Functional diversity of neurons is inextricably linked to structural diversity. “You can actually look at how the shape of the dendrite and axon affect potential synaptic connectivity,” says Ascoli, “and if you can characterize potential synaptic connectivity, you can get a good correlate of many computational properties of the network.” Accordingly, Ascoli is dedicated to building a 'parts list'. His highly successful NeuroMorpho (http://neuromorpho.org/) project offers scientists a free resource for sharing experimentally derived three-dimensional neuronal reconstructions, with over 5,500 cell structures deposited and more than 400,000 data downloads to date. He is also heading a second project slated for launch in 2010, the Neuron Registry, which will be a centralized database of neuron type-specific characteristics.

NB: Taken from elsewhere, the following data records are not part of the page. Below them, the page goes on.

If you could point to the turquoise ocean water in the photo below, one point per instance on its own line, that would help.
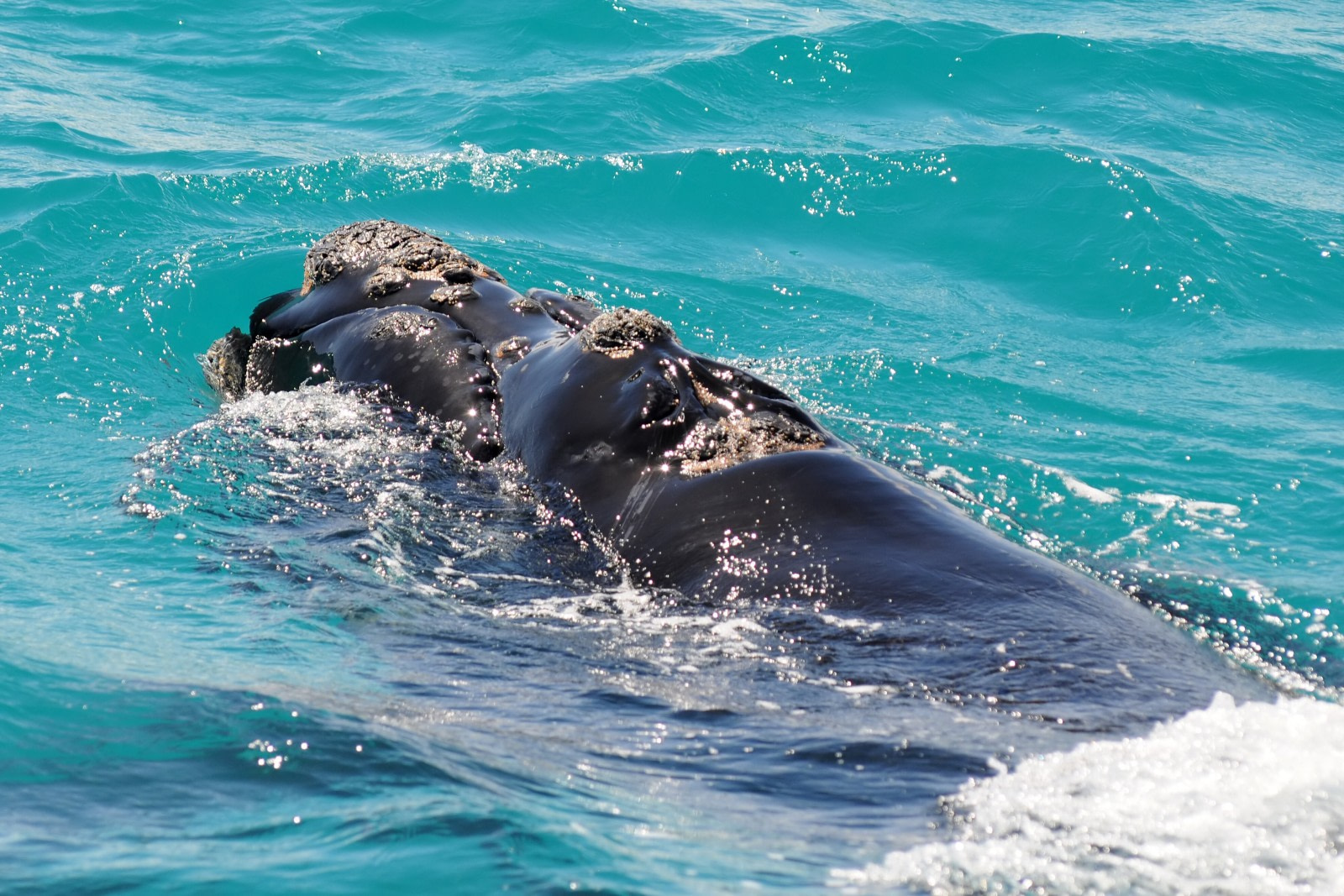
(1081, 264)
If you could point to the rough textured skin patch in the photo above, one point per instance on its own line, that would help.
(401, 251)
(719, 443)
(226, 364)
(454, 295)
(622, 331)
(403, 324)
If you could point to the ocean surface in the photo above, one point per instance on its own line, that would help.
(1081, 265)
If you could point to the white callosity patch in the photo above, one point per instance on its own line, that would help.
(1229, 799)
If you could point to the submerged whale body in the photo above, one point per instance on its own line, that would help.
(703, 477)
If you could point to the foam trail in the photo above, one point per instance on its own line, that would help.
(1229, 799)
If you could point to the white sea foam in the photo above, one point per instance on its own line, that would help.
(1230, 799)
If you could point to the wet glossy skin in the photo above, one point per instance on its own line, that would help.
(822, 527)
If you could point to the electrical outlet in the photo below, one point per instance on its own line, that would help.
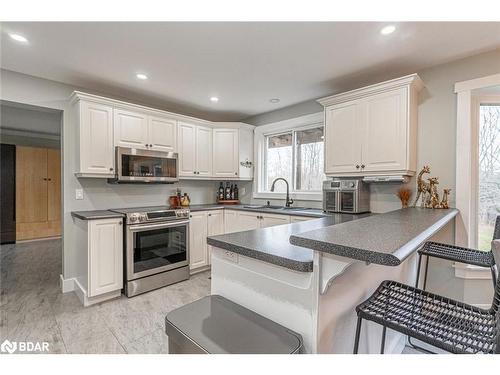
(79, 194)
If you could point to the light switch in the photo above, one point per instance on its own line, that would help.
(79, 194)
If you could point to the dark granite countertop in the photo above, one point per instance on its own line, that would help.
(295, 211)
(272, 244)
(95, 214)
(386, 239)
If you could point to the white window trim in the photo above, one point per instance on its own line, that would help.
(467, 170)
(298, 123)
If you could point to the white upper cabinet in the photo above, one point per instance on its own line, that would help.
(131, 129)
(162, 133)
(206, 150)
(195, 150)
(342, 148)
(95, 156)
(203, 148)
(225, 153)
(372, 130)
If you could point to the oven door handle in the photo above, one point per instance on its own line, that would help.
(140, 227)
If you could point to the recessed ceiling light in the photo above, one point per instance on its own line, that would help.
(18, 38)
(389, 29)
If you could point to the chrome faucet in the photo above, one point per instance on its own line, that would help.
(288, 201)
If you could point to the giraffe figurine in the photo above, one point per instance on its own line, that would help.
(422, 186)
(433, 196)
(444, 201)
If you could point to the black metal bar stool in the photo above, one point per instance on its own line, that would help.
(442, 322)
(459, 254)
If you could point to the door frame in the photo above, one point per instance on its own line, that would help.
(466, 168)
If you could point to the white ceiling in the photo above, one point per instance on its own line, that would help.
(244, 64)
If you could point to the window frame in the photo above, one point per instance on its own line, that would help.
(261, 132)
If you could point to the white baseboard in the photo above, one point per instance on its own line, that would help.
(81, 292)
(67, 285)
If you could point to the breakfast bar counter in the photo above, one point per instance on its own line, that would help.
(310, 276)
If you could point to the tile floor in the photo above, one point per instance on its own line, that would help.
(32, 307)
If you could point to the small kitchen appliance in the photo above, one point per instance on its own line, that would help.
(135, 165)
(156, 247)
(346, 196)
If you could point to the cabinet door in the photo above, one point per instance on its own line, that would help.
(203, 151)
(131, 129)
(187, 149)
(162, 133)
(247, 221)
(225, 153)
(31, 185)
(105, 256)
(272, 220)
(230, 221)
(385, 132)
(215, 227)
(53, 185)
(342, 139)
(96, 139)
(198, 256)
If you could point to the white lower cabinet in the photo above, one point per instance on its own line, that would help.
(198, 232)
(298, 219)
(215, 226)
(105, 256)
(99, 259)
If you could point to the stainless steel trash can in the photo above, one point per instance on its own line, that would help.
(216, 325)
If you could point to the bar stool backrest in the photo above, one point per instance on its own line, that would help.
(495, 248)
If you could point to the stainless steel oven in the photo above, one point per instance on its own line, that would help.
(346, 196)
(145, 166)
(156, 248)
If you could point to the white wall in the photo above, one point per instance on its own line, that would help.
(20, 88)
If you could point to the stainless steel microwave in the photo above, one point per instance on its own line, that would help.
(134, 165)
(346, 196)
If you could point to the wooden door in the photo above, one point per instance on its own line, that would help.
(31, 184)
(54, 185)
(225, 153)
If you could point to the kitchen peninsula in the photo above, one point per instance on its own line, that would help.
(310, 276)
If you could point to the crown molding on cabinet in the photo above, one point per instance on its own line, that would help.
(412, 80)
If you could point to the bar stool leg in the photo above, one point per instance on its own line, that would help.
(358, 332)
(426, 270)
(418, 269)
(494, 276)
(382, 344)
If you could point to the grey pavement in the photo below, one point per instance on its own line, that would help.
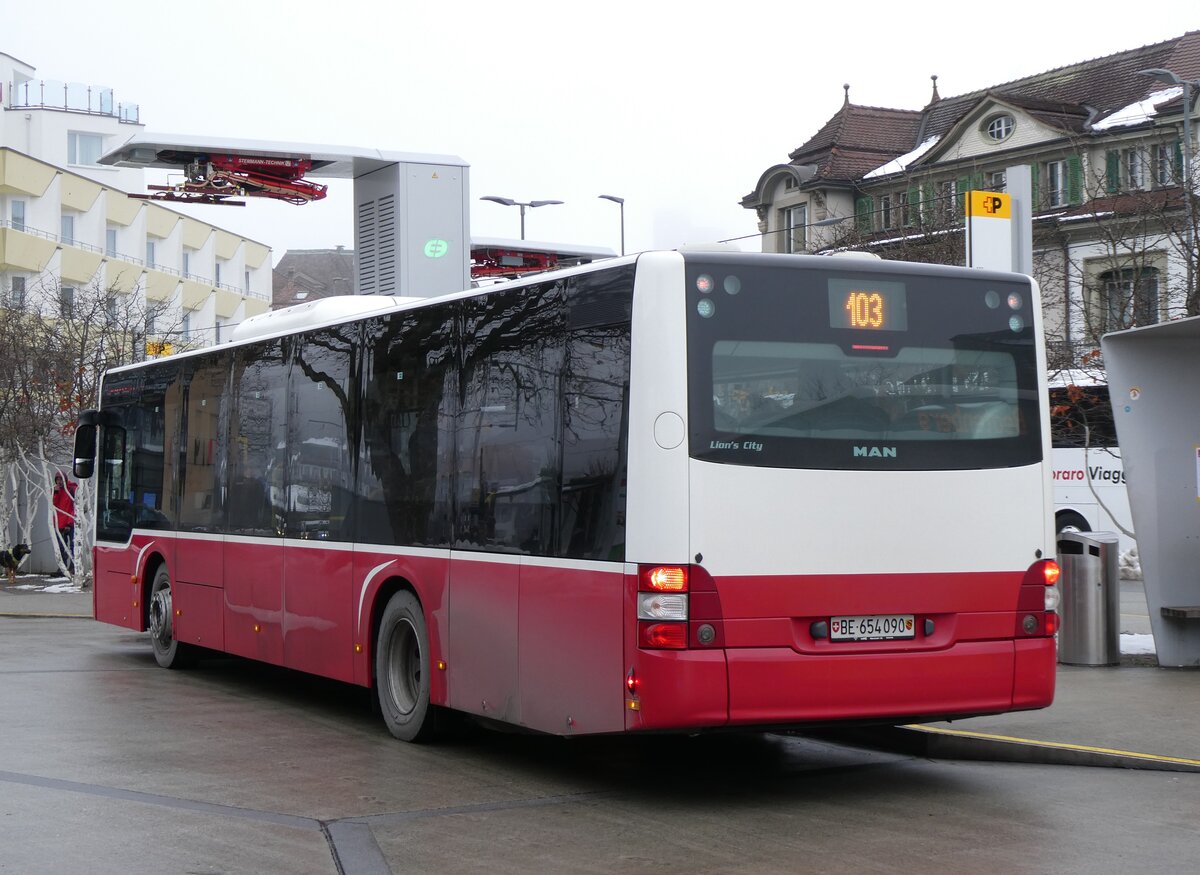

These efforts require powerful software tools; popular options like MBF Bioscience's Neurolucida or Molecular Devices' MetaMorph are highly effective for manual or computer-assisted reconstruction, but greater throughput is still needed. “Our hope is that we can come to a point where automated reconstructions will allow us to bring the functional modeling of neurons right into the experiment,” says Saggau, whose team recently developed an automated dendrite reconstruction system termed Online Reconstruction and Imaging of Neurons (ORION). To stimulate effort in this area, Ascoli's team has partnered with the Howard Hughes Medical Institute and the Allen Brain Institute to launch the Digital Reconstruction of Axonal and Dendritic Morphology (DIADEM) Challenge (http://diademchallenge.org/), a competition for academic and commercial software experts. “There are five datasets from real-world scenarios that are representative of the kind of work being done in the field,” says Ascoli. “If your software can tackle all of them or most of them, you're in a good position.”

Box 2: On their best behavior

For some studies, monitoring in vivo brain activity under anesthesia is no substitute for working with awake and behaving animals, and two major approaches have emerged for such experiments. The first involves habituating animals to head restraint under a microscope, which limits the behaviors that can be studied but eliminates the need for specialized instrumentation. “You can use these very-large-numerical-aperture water-immersion objectives that an animal could never carry,” says Schnitzer. “Behavior is much more constrained, but in some cases the constraint might be useful.”

The other alternative is to make tiny, fiber optics–based microscopes the animals can wear—a major technical challenge. “I was very focused on bringing imaging to freely moving mice,” says Schnitzer. “That's why we really had to go to lengths to miniaturize our instruments to within the 1–3 gram range.” Although there are tradeoffs in terms of optics, Schnitzer's team has achieved remarkable success, developing mouse-friendly epifluorescence and two-photon microscopes that take advantage of a combination of microlenses and tiny microelectromechanical systems (MEMS)–based scanning mirrors.

Mauna Kea Technologies is also moving into this arena with the confocal CerboFlex system, slated for launch in October. “We designed a dedicated implant that permits secure and firm installation of our probes onto the head of an animal,” says Lacombe, “and the unprecedented small weight of the device—less than 1 gram—combined with the extreme flexibility of the probe itself now makes the animal totally free to move.”

Although this line of research is still very young, these tools already offer a host of opportunities, and Lacombe hopes his company's system will help expand the ability to perform such studies more routinely. From Schnitzer's perspective, this is a method on the verge of turning an important corner. “It's progressed from technology development to something we use every week in the lab to study mouse behavior,” he says.